Inspired by Jimi Hendrix and Led Zeppelin's heavy, psychedelic take on the blues, the band initially featured guitarist Donnie Baker, singer Chip Fitzgerald, guitarist Dale Peters, and bassist Richard Shack. Hooley became a Cleveland staple, headlining bars and opening for national acts at the Agora. Adding ex-Ted Nugent drummer Kenny Mills, the racially mixed lineup reshuffled and gave rock a greater emphasis. After a brief move to California, the group returned to Cleveland and soon broke up. Peters joined the James Gang; Shack followed later. Singer Fitzgerald's smooth baritone was the sole original element in the third lineup.

"Our music was very blues-based," says late-era guitarist Todd Sharp, now a solo artist, who went on to play with Hall & Oates, Delbert McClinton, and Rod Stewart. "We were along the lines of what the Allman Brothers were doing at the time. It was all about Chip Fitzgerald's voice and the guitar solo -- the longer the better."

Members periodically return to Cleveland to play for deArango. Last year, a funeral for a Hooley roadie made the band decide to have a family reunion while they still could. Players from all three phases and special guests will perform songs from the band's catalogue.

· Chris' Warped Records has closed. Former show promoter and Spudmonsters guitarist Chris Andrews founded the store in 1984, and in the pre-internet age, the Lakewood shop was Cleveland's best place to find punk, goth, psychedelia, garage, and metal albums. In the '80s, the store hosted in-store appearances by acts such as Metallica, Henry Rollins, and Poison. After the 1990s alternative boom, Andrews sold the store. Warped stayed ahead of the curve, but couldn't maintain foot traffic.

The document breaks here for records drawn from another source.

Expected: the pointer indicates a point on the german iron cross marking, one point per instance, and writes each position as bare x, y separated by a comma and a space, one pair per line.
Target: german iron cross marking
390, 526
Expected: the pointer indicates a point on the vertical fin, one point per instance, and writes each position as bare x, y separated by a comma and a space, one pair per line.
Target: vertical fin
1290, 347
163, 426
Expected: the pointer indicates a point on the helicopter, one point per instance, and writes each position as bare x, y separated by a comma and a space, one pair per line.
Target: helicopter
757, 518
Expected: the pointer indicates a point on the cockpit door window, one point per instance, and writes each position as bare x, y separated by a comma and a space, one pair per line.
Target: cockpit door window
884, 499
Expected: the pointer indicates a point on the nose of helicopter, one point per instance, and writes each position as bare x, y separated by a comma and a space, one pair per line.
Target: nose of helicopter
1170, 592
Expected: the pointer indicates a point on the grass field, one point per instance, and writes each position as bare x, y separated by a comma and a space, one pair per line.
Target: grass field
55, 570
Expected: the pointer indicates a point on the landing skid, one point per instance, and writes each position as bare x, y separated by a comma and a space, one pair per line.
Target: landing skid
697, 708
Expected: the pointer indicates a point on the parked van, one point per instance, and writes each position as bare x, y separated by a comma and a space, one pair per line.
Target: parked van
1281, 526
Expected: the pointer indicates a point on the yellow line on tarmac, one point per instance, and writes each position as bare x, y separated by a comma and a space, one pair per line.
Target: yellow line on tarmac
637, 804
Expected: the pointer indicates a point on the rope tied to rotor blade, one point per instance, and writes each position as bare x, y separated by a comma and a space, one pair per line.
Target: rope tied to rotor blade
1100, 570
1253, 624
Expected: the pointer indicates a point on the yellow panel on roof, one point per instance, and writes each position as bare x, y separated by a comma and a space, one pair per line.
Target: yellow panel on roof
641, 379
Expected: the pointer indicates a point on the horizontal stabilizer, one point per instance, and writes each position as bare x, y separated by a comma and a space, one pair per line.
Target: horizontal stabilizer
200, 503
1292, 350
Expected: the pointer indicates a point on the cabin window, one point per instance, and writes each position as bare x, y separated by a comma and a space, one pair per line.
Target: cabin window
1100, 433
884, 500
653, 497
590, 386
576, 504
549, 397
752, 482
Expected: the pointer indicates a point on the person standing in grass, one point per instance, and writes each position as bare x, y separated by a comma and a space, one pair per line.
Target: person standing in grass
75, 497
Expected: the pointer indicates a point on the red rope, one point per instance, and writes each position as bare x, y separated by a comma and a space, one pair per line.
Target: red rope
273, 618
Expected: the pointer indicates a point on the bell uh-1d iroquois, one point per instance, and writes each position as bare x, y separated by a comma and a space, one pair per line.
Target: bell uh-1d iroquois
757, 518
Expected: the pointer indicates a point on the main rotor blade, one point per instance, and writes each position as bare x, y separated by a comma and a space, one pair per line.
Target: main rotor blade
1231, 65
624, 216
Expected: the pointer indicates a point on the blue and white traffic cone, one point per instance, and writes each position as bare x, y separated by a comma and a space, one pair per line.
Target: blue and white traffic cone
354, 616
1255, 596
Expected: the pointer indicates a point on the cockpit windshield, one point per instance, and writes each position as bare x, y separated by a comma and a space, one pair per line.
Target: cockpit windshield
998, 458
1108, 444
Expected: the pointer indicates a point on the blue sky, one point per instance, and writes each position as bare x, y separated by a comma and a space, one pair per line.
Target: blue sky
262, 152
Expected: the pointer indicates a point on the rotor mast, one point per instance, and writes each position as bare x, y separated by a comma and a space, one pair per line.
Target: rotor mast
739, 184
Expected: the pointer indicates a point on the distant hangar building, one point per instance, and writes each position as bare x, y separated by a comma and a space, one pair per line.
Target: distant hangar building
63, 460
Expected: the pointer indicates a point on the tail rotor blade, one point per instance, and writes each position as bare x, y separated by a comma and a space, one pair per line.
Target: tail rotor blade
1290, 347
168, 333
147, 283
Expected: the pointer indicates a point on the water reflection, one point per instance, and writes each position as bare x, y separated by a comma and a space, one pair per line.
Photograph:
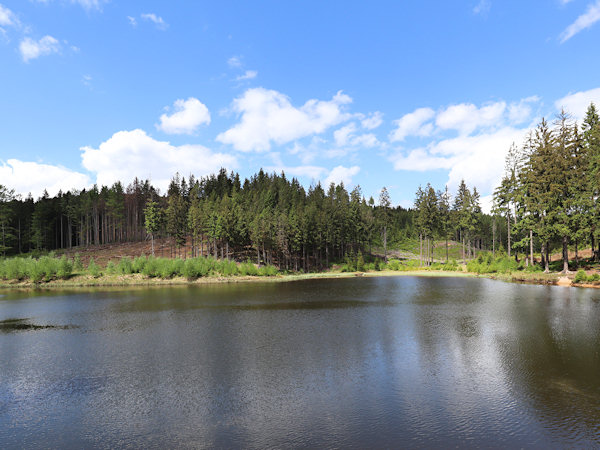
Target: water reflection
337, 363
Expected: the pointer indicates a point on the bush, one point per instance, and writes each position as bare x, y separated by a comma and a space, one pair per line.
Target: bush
138, 264
65, 268
581, 276
77, 264
125, 266
93, 269
248, 268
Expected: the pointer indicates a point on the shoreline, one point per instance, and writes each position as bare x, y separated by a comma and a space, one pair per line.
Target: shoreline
138, 280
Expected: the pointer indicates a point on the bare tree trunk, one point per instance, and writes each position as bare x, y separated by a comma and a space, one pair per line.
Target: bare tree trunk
494, 238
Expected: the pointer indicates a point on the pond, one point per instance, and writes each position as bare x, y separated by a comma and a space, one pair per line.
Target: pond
353, 363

· In its heyday, it was a hub of the underground music scene in town," says Dave Swanson, who managed the store from 1983 to 1993. "There was no place else in town that was carrying a lot of the stuff we had. It was very much part of a nationwide community of like-minded music fans."

· The street date of Mushroomhead's new Volume 1 DVD has been pushed back to August 9.

· Fistula drummer Corey Bing has a new boulder-heavy side project, Ultra Lord. The band is recording with Don Depew (GBV, J. Mascis, Cowslingers); you can see it live with Rue and Debris on Friday, August 5, at the Grog Shop (2785 Euclid Heights Boulevard, Cleveland Heights).

· Chimaira's thrashtastic new self-titled LP will be unveiled at a listening party on Tuesday, August 9, at Rockstar (upstairs at Peabody's, 2083 E. 21st Street). The band is on tour and won't be present -- but its guitar solos will.